I thank her and head back to my house beside the school where I neither paint nor draw but sit on my couch and pet Diego Rivera and let my mind wander down the labyrinth of lesson plans until hunger finally drags me into the kitchen with dreams of a meatloaf and roasted potatoes for my supper. While I search for the peeler and eye the four small wilting carrots on my counter, a knock on my front door stops me. It’s late afternoon now. Who else is here but Sister and me and the nurses? Again, there is a knock. I put down the peeler. I forget to put the carrots back in the fridge before I leave the kitchen. The voice at the door shouts, “It’s coming!” and by the time I get through the living room and look out onto the flat expanse of “the compound,” what we call the space around our clutch of government residences, the shouter is already running back down the road toward the hospital—a person I don’t recognize. I lock up right then and follow, supper forgotten.
For the next two hours, I stand with Sister, a few other nuns, and three nurses at the bank, the riverbank—creek bank I would have called it this morning—listening to the haunting sounds of ice.
I bet you think you know the sound of ice, Mouse. You’re familiar with the crunch of an ice cube tray when the handle is levered to free the frozen cubes. You probably know that sudden pop when walking across a frozen pond or the musical tinkle against a glass of a Cuba Libra. I thought I knew the sounds of ice just like I’d learned the sounds of Orkney Post this spring: the drip of melting snow, the bray of migrating geese flying low over the houses. I’d learned the chatter made by a flock of snow birds, that reversible blanket—white one minute, brown the next—as the whole flock flips in the wind and drifts back to earth in formation. I know the sound of snowmobiles grinding down a muddy road to their place of summer storage. These no longer surprise me. They were new sounds this year, yes, but even those are familiar now. The sound this evening is different from anything I’ve ever experienced, a sound beyond my expertise with words. It’s something I wish I could show you using watercolour or graphite, something requiring a bigger word than “ice.”

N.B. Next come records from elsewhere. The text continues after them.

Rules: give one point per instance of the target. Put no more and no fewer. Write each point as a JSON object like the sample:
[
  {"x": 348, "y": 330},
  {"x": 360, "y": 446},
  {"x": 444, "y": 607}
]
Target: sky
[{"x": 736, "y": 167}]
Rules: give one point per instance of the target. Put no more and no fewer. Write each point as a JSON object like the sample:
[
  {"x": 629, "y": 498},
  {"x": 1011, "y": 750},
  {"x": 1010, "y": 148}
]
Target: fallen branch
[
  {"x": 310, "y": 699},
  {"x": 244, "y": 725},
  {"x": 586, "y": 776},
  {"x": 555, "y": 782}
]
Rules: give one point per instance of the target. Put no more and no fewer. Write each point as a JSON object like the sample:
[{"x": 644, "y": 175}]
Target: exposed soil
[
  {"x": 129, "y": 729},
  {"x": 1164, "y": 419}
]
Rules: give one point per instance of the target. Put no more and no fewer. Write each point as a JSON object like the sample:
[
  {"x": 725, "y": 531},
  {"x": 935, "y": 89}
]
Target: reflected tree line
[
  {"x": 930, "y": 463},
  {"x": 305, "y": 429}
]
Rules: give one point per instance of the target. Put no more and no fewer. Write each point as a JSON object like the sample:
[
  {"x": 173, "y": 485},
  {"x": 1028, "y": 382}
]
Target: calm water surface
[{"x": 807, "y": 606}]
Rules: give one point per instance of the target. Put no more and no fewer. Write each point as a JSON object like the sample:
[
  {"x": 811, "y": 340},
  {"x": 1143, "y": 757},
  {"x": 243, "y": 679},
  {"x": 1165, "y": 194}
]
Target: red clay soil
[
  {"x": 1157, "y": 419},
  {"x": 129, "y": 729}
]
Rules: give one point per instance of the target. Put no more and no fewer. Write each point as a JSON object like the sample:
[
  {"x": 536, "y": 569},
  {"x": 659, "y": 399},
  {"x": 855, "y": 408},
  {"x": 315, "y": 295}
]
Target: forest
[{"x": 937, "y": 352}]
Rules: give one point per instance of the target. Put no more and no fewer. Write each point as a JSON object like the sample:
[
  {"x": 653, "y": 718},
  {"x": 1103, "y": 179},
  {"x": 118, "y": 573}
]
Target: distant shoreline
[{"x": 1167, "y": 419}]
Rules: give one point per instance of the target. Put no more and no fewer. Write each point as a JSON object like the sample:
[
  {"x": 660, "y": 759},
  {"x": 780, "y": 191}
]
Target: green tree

Earlier I’d watched the bridge disappear. It simply floated away as the water rose. The meandering creek that drew a line between them and us gradually, resolutely widened and filled the vast valley with
swirling water, and now it is no longer a line but a wall, an impenetrable barrier. That is something to see all right. But it’s nothing compared to the ice. There are floating icebergs the size of fridges, the size of pickup trucks, bumping and thudding against each other in a race toward the Bay. But the real show is upstream from us. I can hear a rumble something like a distant thunderstorm. At first, I think that’s what it is, a spring storm, until I see it coming. The ice approaches like a slow moving freight train, a train wider than two football fields, as long as I can see, a train rearing its head up to the level of the bank and then peeking above it, a train tossing boulders of muddy ice—the size of houses now—scraping them along its sides, tossing them up onto the bank making a new bank six, then ten feet higher than the real bank. It uproots whole trees along the edge as it moves. It hides my view of the other side. It is bigger and stronger than anything I’ve ever seen in nature except maybe Niagara Falls or the Columbia Glacier. But there is no railing here, no tidy sign: Do Not Go Beyond This Point or simply Danger. And here I am. Here we are open mouthed, too stunned to be terrified. That’s me, at least. No one speaks; there is no sound except the ice right in front of us: grinding, crashing, sliding, slithering toward the frozen Bay.
Time passes. I don’t know how much. Not much. And then it stops, the ice. It slows just like a real train pulling into a station, sighing its satisfaction at being home. Not the squeal of steel on steel, of course, just silence. It is the final, scariest sound ice can make: dead silence.
I feel Sister pull my sleeve. “M. Taylor. M. Taylor. The ice she has jammed downstream. It blocks the water. The water, she comes up now. Now is the time to run.”
And so we run, the rising water right behind us.